Le violon d’Ingres, selon le Larousse, est « le talent qu’une personne cultive pour son plaisir en marge de son activité principale »

Oui, certes, mais le « Boris Vian malien », professeur agrégé de médecine, chirurgien au bistouri fin,     intellectuel surdoué, marionnettiste passionné, écrivain visionnaire, polémiste illustre, constitutionnaliste émérite, militant chevronné depuis le PMT clandestin, membre de la coopérative Jamana, rédacteur occasionnel au journal « les Echos », guitariste sifflotant tous les airs de notre pays et d’ailleurs, scénariste de films (n’en jetez plus !), présentait aussi de grandes qualités de finesse politique, si bien qu’il se renouvelait constamment dans plusieurs spécialités, et ce livre est une source inépuisable d’idées rafraichissantes pour l’action, une table de multiplication de découvertes rayonnantes et d’enchantement.
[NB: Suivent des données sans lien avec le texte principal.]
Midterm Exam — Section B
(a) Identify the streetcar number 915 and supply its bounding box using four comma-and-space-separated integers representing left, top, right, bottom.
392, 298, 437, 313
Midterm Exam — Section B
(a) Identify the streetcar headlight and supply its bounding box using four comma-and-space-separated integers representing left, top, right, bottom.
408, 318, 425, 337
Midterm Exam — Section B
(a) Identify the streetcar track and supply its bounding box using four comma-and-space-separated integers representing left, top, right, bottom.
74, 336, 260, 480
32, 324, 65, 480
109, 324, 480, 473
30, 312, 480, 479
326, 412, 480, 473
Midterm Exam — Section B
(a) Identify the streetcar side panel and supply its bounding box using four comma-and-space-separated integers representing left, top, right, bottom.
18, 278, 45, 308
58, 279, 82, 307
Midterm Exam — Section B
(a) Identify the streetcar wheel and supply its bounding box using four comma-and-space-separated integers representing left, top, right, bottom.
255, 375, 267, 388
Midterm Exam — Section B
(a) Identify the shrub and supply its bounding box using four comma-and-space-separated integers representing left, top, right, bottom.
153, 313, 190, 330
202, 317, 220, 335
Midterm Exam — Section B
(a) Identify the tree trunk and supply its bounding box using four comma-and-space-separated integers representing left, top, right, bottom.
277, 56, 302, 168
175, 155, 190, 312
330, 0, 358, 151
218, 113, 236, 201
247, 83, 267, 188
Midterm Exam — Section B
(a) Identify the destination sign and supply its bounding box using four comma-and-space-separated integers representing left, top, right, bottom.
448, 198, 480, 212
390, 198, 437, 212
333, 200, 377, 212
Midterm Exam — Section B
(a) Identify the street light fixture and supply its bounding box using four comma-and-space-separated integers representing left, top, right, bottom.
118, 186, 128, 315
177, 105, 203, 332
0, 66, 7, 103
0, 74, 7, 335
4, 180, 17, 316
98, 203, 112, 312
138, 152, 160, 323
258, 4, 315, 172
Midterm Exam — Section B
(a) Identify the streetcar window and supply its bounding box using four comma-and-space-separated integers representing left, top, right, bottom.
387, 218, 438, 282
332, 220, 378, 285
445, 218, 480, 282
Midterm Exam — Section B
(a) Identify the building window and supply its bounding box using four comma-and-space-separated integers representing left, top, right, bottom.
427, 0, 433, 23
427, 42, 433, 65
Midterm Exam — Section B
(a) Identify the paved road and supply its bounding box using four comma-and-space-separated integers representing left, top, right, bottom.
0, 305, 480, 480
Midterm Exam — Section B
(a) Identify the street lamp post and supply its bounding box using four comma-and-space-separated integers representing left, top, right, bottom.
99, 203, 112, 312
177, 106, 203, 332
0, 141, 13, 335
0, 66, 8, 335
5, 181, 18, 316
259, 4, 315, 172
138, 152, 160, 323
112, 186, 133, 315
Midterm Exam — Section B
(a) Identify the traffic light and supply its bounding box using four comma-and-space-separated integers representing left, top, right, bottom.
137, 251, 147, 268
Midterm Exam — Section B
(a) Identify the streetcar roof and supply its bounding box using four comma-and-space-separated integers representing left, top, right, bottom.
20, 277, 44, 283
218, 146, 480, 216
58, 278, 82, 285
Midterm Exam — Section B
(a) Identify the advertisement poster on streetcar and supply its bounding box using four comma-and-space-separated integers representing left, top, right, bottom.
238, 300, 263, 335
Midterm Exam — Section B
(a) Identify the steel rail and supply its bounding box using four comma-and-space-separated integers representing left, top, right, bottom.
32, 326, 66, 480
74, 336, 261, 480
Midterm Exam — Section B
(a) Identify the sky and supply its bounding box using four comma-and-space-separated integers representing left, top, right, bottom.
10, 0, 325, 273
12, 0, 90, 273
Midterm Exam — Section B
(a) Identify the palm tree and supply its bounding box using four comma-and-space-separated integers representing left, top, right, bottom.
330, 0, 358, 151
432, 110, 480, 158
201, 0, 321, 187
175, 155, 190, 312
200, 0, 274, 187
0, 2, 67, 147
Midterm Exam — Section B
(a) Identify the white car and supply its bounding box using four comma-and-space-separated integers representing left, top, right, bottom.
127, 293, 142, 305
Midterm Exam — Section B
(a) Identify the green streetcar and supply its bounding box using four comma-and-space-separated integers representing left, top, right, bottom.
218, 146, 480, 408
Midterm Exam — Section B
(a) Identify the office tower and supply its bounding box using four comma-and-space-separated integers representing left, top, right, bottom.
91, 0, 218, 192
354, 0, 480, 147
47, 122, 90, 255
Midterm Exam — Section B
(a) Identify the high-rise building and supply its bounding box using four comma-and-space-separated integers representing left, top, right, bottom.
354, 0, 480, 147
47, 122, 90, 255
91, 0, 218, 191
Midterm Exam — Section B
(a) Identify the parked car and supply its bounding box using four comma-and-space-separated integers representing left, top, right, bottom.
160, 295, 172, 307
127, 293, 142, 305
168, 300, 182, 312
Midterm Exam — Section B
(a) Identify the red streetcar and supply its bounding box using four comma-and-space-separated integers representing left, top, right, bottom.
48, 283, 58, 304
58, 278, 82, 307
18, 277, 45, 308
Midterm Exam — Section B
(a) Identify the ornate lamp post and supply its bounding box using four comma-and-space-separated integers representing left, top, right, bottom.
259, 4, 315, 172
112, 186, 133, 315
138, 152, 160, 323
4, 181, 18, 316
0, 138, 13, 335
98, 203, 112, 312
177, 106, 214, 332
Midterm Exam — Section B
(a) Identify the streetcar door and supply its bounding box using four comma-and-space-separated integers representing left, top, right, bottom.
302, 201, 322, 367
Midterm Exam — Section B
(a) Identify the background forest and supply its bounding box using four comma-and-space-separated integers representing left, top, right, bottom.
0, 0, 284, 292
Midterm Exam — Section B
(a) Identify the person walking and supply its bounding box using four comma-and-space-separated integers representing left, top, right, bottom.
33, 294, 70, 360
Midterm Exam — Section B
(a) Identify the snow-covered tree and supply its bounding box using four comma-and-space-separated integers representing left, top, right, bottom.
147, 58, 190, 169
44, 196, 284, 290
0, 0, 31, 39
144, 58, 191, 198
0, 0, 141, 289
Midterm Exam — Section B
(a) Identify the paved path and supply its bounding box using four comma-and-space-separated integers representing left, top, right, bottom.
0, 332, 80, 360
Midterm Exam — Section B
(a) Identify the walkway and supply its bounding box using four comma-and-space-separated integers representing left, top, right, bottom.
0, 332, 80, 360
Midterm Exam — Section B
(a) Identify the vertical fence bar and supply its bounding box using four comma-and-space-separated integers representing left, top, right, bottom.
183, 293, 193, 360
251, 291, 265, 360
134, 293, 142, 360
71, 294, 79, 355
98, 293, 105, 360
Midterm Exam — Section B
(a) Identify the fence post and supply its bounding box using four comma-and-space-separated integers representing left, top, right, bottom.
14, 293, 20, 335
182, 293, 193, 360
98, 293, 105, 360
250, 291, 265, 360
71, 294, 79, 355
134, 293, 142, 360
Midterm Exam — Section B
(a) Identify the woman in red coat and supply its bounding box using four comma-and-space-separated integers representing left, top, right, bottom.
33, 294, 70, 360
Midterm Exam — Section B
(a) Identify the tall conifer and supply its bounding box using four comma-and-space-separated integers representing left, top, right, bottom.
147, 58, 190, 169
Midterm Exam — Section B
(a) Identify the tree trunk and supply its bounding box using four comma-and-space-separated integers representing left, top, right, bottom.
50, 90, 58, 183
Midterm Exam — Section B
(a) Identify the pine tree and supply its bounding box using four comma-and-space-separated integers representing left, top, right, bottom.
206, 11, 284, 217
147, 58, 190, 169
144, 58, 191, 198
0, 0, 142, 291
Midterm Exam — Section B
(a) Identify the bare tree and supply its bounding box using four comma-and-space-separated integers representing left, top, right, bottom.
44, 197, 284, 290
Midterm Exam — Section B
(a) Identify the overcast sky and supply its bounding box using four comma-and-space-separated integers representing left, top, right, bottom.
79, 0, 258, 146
A travers quatorze essais et épitres, ce sont des tableaux peints avec exactitude et sérieux qu’il présente, où figurent à la fois les personnages du Mali d’après Mars 1991, des scènes de la vie quotidienne, des silhouettes de tous les régimes qui ne changent pas d’une période à l’autre, et qui représentent la politique et la littérature dans un but normatif.

Chaque sujet est traité avec originalité, mais trois thèmes semblent définir trois groupes de cet ensemble : réalité sociale décrite comme dans un miroir, réalité dramatique donc ; réalité psychosociologique, engendrant des manies ou des illusions personnelles ; l’engagement littéraire (à travers le Professeur Adame Ba Konaré), l’imbrication de l’individu dans la communauté dont il fait partie, soit pour un progrès du groupe, soit pour une régression.

L’agencement est ascendant ; les talents de l’essayiste se développent, ses ressources historiques et philosophiques augmentent, sa plume devient plus riche, son assurance plus grande.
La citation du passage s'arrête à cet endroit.